But the greatest of the standing-pee genre has to be Jane Campion's "Holy Smoke" (1999), in which Harvey Keitel tries to deprogram cult initiate Kate Winslet in Australia's outback. Halfway through the film, the naked Winslet breaks down and tries to kiss Keitel. He refuses and turns away. The sound of trickling water makes him look back, and he sees Winslet walking toward him, urine running down her legs. She embraces him, and this time he returns her kisses. The power balance has shifted, all because of urine. A few scenes later Keitel is crawling around the desert in a scarlet dress.

Winslet has said that she wasn't actually doing the deed in the scene -- what we see is a saline drip from a harness attached to her head -- though she did actually try it for real once. "The problem is, of course that the wee dribbles down one leg," she told Observer Life. (A little practice, using tips from Decker's Web site, and she wouldn't have had a problem.)

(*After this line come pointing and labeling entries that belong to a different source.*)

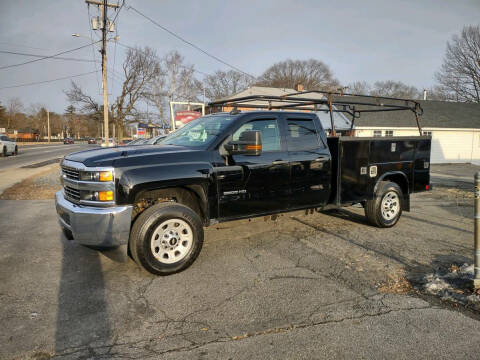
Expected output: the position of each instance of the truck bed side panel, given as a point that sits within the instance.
(363, 162)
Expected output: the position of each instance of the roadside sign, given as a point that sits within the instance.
(185, 116)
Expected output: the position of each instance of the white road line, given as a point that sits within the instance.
(28, 148)
(453, 177)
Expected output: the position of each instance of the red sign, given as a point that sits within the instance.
(186, 116)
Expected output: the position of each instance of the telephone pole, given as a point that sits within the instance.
(105, 27)
(48, 125)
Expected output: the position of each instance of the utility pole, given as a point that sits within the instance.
(48, 125)
(104, 5)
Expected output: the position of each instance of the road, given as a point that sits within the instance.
(300, 287)
(28, 155)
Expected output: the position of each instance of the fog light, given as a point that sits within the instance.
(105, 195)
(106, 176)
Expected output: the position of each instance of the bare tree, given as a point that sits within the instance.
(312, 74)
(14, 107)
(392, 88)
(359, 88)
(460, 71)
(3, 115)
(225, 83)
(175, 81)
(140, 68)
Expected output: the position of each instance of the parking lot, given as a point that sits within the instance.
(300, 286)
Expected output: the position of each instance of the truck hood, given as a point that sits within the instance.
(108, 156)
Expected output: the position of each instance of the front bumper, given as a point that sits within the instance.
(94, 226)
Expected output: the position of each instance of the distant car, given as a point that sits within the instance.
(156, 139)
(111, 143)
(139, 141)
(7, 146)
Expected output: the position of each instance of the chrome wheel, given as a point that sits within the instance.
(390, 205)
(171, 241)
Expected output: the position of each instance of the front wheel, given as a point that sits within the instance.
(166, 238)
(385, 209)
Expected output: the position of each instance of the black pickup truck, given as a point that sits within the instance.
(233, 165)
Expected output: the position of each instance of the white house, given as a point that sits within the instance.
(453, 126)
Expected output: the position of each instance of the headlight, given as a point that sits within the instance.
(96, 176)
(106, 176)
(105, 195)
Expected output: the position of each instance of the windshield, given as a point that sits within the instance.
(200, 132)
(154, 139)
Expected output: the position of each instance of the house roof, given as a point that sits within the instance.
(437, 114)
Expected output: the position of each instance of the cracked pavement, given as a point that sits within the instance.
(300, 287)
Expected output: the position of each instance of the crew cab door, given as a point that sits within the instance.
(309, 159)
(252, 185)
(7, 143)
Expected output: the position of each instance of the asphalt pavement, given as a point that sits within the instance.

Whether they're real or not, the shock value of these pee scenes is undeniable. "I think it's basically just pushing it a bit further in the PG/PG-13/R slide game of the ratings system," says Northwestern's Kleinhans. "Hustler, now in a rather desperate struggle to recover losses due to its Internet competition, has begun using several photo layouts in each issue which include urination by females. This used to be a prosecutable no-no. But after the hair gel bit in "There's Something About Mary," all kinds of bodily fluids seem to have a new stature ... once you have the presidential stain on Lewinsky's dress, what further censorship can be evoked?"

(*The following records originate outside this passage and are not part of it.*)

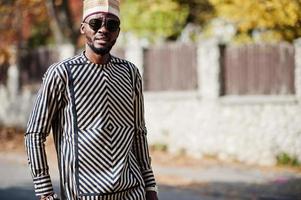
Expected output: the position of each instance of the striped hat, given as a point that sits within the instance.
(97, 6)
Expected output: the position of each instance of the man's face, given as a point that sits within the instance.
(100, 31)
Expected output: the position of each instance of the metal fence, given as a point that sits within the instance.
(258, 69)
(170, 67)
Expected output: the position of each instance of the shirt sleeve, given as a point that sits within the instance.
(38, 129)
(140, 144)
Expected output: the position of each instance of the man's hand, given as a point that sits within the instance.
(151, 195)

Of course, pee scenes have been the dominion of hardcore porn mags since they first went to press. But Kleinhans is right. These days even tamer rags like Penthouse are in on the action. Maybe that's to keep abreast of the Web, which is a virtual clearinghouse of every type of pee (and other) fetish imaginable.

All that's left is poop, and that's already here. The recent remake of "Shaft" does not have a pee scene, as the title might suggest, but the second variety of bathroom activity. It involves a Puerto Rican gangster who's had it with a spoiled white fascist-type. During a conversation in the bathroom, he sits down, drops some kids off at the pool and continues his discussion. And on an episode of HBO's "Oz" last season, one inmate empties his colon on another. (These scenes, of course, fit into the PD subset.)

As if that isn't enough, there's an English TV show called "Drop Dead" that analyzes the stool of three contestants. In what is most certainly a low moment in the history of world television, the challengers must enter three onstage bathroom stalls and try to defecate. The one who produces excrement first wins 800 pounds ($1,200).

We're not at that point in the U.S. yet. But when you consider all of the imported television hits and Hollywood's current infatuation with reality TV, well, it's only a matter of time before someone figures out that it doesn't get much more authentic than real, live defecation.

In the meantime, something tells me that next season on "Sex in the City" Ms. Carrie Bradshaw may be a little bit less inhibited when it comes to pissing or getting off the pot.